They are retiring, leaving the next phase of Ellen Tracy in the hands of its new owner of 11 months, Liz Claiborne Inc. Gallen and Allard built the company from a manufacturer of unremarkable blouses with a made-up name into a $171 million business that is now the leading department store vendor for the bridge category, and they fell in love along the way. Gallen, who founded Ellen Tracy in 1949, and Allard, who was hired as a designer in 1962, have often referred to their lives as a long story, one with many chapters and each of those reflective of the evolving careers of the customers they dressed.

“This has been an amazing story for us, yet all good stories do come to an end,” Allard said in a statement on Monday.

Gallen, who is 87, had indicated he would retire as chairman in the near future following the sale of the company to Claiborne for $180 million in September 2002, although Allard, 63, had been less specific about her plans as design director. On Monday, the company said both had retired, and the couple had already left en route to their 163-foot yacht, The Mystique, and could not be reached for comment.

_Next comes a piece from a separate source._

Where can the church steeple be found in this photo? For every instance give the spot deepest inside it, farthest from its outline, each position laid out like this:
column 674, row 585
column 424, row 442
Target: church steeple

“Herb and Linda pioneered the idea that a designer label could also be a sizeable commercial success,” Paul Charron, chairman and chief executive officer of Claiborne, said in the statement. “We will miss them greatly, but they leave us with a terrifically talented team, many of whom have worked alongside of them for the past 20 years.”

Allard fostered an unusual loyalty and dedication among her design staff, although not universally. Charles Nolan designed for the label for more than a decade before joining bridge rival Anne Klein in 2001, where he worked for two years, and Karen Harman, once the well-known designing partner of Dana Buchman, was recruited to the company recently but only lasted a short time.